Solve $5991x + 289 \equiv 0 \pmod{2014}$

Question

Solve:

$$5991x + 289 \equiv 0 \pmod{2014}$$

$$5991x \equiv -289 \equiv 1725 \pmod{2014}$$

I need to find the inverse of $5991$ modulo $2014$.

Start with Euclid's algorithm:

$$5991 = 2(2014) + 1963$$

$$2014 = 1(1963) + 51$$

$$1963 = 38(51) + 25$$

$$51 = 2(25) + 1$$

$$25 = 25(1) + 0$$

So how should I get the inverse?

Thanks!

Answer 1

To calculate the modular inverse one uses the extended Euclidean algorithm. Normally, one can perform this in parallel but with some methods it works also afterwards.

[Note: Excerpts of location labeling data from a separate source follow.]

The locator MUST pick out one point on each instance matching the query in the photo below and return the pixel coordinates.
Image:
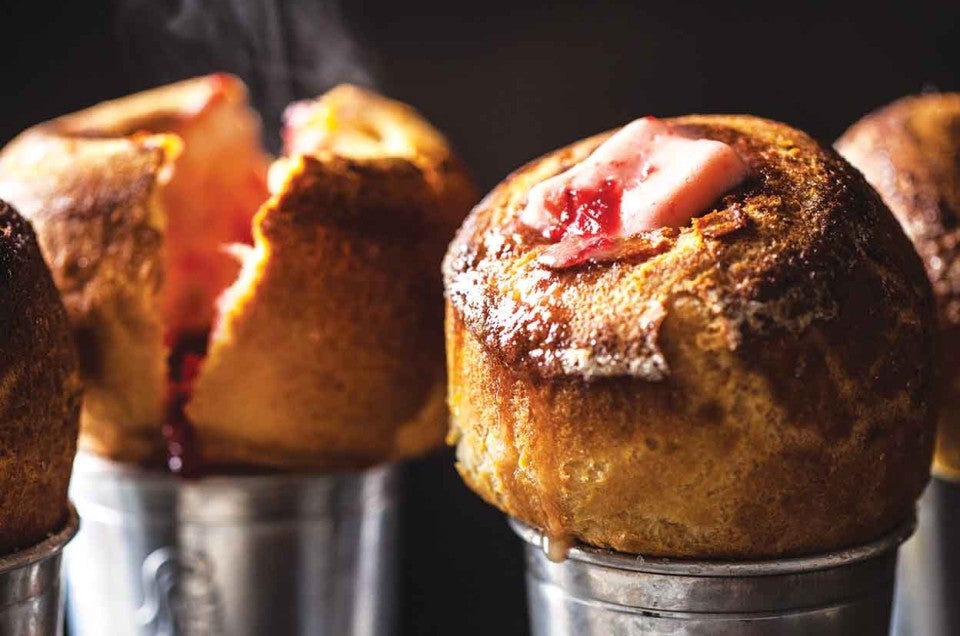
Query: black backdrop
(506, 81)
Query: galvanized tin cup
(598, 592)
(927, 601)
(233, 555)
(31, 602)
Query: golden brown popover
(759, 382)
(910, 152)
(39, 391)
(324, 350)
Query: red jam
(646, 177)
(186, 356)
(585, 211)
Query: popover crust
(39, 391)
(759, 383)
(325, 347)
(334, 328)
(910, 152)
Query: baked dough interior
(215, 180)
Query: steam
(283, 49)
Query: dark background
(506, 81)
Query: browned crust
(345, 316)
(39, 391)
(769, 391)
(93, 204)
(91, 182)
(335, 339)
(910, 152)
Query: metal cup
(927, 601)
(598, 592)
(234, 555)
(30, 600)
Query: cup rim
(608, 558)
(47, 548)
(88, 461)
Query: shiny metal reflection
(234, 555)
(927, 600)
(599, 592)
(31, 602)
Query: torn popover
(910, 152)
(231, 310)
(39, 391)
(697, 337)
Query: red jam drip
(186, 356)
(585, 211)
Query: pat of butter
(644, 177)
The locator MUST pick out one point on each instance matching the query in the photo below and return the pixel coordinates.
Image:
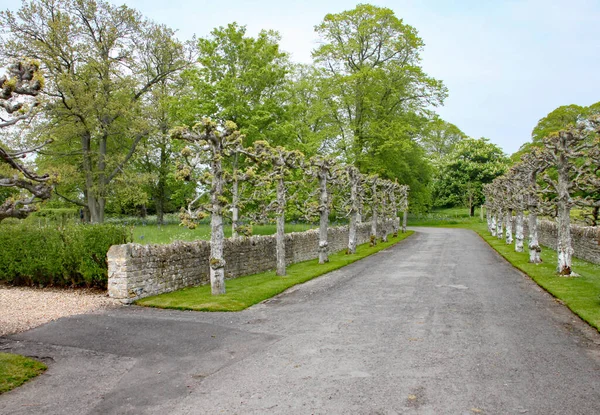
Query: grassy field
(16, 370)
(245, 291)
(154, 234)
(581, 294)
(444, 217)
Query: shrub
(72, 255)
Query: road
(438, 324)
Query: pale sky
(506, 63)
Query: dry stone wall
(585, 239)
(136, 271)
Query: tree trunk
(374, 215)
(324, 218)
(519, 231)
(564, 247)
(161, 186)
(384, 222)
(235, 211)
(353, 212)
(217, 236)
(509, 237)
(534, 245)
(280, 238)
(499, 225)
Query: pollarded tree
(528, 169)
(22, 80)
(100, 62)
(355, 180)
(279, 163)
(589, 184)
(208, 145)
(562, 151)
(327, 171)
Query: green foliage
(462, 174)
(16, 370)
(444, 217)
(378, 93)
(147, 234)
(246, 291)
(581, 294)
(239, 78)
(439, 138)
(100, 62)
(71, 255)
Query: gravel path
(23, 308)
(438, 324)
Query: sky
(506, 63)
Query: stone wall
(136, 271)
(585, 239)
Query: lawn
(245, 291)
(581, 294)
(16, 370)
(165, 234)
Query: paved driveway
(438, 324)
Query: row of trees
(551, 179)
(217, 161)
(116, 84)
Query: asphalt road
(438, 324)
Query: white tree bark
(384, 224)
(374, 218)
(534, 244)
(217, 236)
(508, 230)
(564, 247)
(519, 236)
(499, 233)
(235, 210)
(280, 238)
(354, 177)
(324, 216)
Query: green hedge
(72, 255)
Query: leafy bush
(72, 255)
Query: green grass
(581, 294)
(16, 370)
(444, 217)
(245, 291)
(154, 234)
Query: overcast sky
(506, 63)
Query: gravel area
(23, 308)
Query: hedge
(72, 255)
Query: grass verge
(246, 291)
(16, 370)
(165, 234)
(581, 294)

Set $s_0 =1$ and $s_1 = 0$, and calculate $s_{i+1}= s_{i-1}- q_i s_i$ where $q_i$ are the quotients you found. Then $s_{k+1}$ is your modular inverse; where $k$ is such that the $k$-th reminder is the $\gcd$. See the linked to site for details.

So:

• $s_2 = 1 - 2 \cdot 0= 1$,
• $s_3 = 0 - 1 \cdot 1 = -1 $,
• $s_4 = 1 - 38 \cdot (-1)= 39$,
• $s_5 = -1 - 2 \cdot 39 = -79$

You are done! The modular inverse is (the class of) $-79$. Note that the sequence of the $s_i$ so $1,0,1,-1, 39, -79$ is the exact same sequence and you performed the exact same computations that were performed in my other answer

The only difference is that here we did all the calculations for the right-hand side first; this is what you did, and then did (half) the computations for the left-hand side afterwards. I say "half", as we only computed the coefficient for the $5991$ not for $2014$. Though you could compute it in about the same way; see the calculation of the $t_i$ on the linked to page though it is really the same recursion as for the $s_i$, only the starting values are flipped, so $t_0 = 0$ and $t_1 = 1$.